Obamacare: This One-Act Tragedy Is Nothing but a Bill of Goods

I've never before written anything about the Affordable Care Act, otherwise known as Obamacare.

That's because I didn't want to jump into the debate on one side or the other before letting some dust settle and seeing what there really is to see.

As the old Johnny Nash song goes, "I can see clearly now the rain is gone. I can see all obstacles in my way."

Too bad the next line is the exact opposite of what I see. Nash sings, "Gone are the dark clouds that had me down. It's gonna be a bright, bright, bright, bright, sunny day."

NOT!

ObamacareThe future of Obamacare isn't bright. It's not even cloudy. It's black, as in a giant black hole.

That's because the Affordable Care Act is going to be anything but affordable. It's going to get more and more expensive, as if it's not already outrageously overpriced hype.

What is Obamacare really? It's a make-richer scheme for giant insurance companies.

Now, I'll tell you exactly what this Obamination is going to do to your health plan, the U.S. economy, and your wallet...

Why Obamacare Is a Bad Deal

Maybe you or someone you know is better off today because now they can get insurance when a preexisting condition prevented them from getting coverage prior to Obaminationcare. Maybe you're one of the tens of thousands of people who gets a subsidy to help pay for your new insurance.

Maybe, for a lot of people, the ACA is great deal.

But it's not a great deal. All of us will eventually find out that Obamacare is a deal with the devil.

Forget about issues regarding doctors you can't see because they don't take Obamacare, or the limited number of hospitals that take Obamination plans, or what's covered under what plans, or any of the "personal" actual health-related issues with Obamacarenot.

I want to talk about premiums, subsidies, and profits - and how this scheme will fail.

Everyone I know with new insurance coverage mandated by Obamacare is paying a lot more than they were paying for coverage before... every one of them. And those with family plans are paying a "hole" lot more. And you and they and I will be paying more and more every year from now on.

While you can bet your last dollar you'll see a premium increase this year, if you haven't already, the real pain will begin in 2017 - and then get progressively worse and worse.

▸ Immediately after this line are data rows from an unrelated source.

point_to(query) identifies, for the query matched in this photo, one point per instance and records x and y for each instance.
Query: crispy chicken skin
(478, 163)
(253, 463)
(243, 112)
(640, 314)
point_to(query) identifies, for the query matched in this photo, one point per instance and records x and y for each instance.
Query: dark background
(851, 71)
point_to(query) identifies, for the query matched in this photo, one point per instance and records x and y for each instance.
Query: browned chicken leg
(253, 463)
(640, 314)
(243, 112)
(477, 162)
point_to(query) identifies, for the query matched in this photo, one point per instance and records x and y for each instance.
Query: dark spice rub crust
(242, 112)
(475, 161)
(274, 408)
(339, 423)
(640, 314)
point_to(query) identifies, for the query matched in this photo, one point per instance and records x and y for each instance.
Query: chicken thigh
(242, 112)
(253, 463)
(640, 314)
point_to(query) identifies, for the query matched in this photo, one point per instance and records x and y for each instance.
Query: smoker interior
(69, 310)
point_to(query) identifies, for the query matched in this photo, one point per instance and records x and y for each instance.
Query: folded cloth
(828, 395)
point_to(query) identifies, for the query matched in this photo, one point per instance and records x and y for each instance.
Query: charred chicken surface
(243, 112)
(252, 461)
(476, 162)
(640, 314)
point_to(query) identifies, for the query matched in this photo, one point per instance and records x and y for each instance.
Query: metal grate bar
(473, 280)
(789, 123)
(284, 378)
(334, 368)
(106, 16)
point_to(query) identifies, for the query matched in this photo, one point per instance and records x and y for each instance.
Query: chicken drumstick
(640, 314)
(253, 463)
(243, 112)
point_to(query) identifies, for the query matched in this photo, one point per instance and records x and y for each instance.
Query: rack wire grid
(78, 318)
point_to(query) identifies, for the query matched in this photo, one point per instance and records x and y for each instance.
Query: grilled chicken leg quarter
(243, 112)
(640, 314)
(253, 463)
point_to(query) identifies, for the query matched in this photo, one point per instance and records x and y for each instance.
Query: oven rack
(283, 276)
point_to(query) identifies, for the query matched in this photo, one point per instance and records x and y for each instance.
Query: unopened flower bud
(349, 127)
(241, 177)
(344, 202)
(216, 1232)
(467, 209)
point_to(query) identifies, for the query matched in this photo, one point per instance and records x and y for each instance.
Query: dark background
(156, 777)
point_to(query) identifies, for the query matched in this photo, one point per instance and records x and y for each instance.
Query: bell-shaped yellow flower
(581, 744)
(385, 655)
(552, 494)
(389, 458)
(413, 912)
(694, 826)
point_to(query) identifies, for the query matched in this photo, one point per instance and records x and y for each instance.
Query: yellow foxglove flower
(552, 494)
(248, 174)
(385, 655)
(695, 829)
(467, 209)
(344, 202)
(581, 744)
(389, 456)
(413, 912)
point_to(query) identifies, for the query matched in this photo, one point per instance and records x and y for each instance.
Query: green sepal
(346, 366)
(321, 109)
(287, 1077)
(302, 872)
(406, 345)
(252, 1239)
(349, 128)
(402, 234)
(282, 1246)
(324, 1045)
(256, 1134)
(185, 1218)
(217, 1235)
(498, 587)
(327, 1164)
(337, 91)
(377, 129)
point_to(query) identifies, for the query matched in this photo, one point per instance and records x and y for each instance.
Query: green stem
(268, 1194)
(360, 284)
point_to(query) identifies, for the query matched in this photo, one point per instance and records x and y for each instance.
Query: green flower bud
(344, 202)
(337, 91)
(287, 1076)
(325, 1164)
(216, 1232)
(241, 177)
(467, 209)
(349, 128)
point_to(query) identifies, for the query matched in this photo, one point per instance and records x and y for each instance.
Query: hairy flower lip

That's because in 2017 three things happen... things I'll bet you had no idea about.

First, the Unaffordable Care Act's "essential benefits" requirements kick in on Jan. 1, 2017. That's when all plans will have to provide all of the act's mandated "benefits."

There's a good chance your plan doesn't include all those benefits now. In fact, Stephen Parente, director of the Medical Industry Leadership Institute at the University of Minnesota and coauthor of a paper on the ACA's structural problems, says that 60% of all plans sold in 2013 wouldn't cut it in 2017.

In case you missed the point, if you're not happy now with your premium costs, just wait until your insurance provider adds in mandated "essential benefits" and tells you it has to charge you for the additional coverage.

Then there's the "reinsurance" scheme that expires in 2017. You probably didn't know the federal government currently reinsures insurance companies by reimbursing the companies for 80% of a patient's healthcare costs whenever the patient has more than $45,000 in annual claims.

When that ends in 2017, guess who's going to be charged more to make up for lost government - make that taxpayer - reinsurance freebies bestowed on profit-making insurance companies?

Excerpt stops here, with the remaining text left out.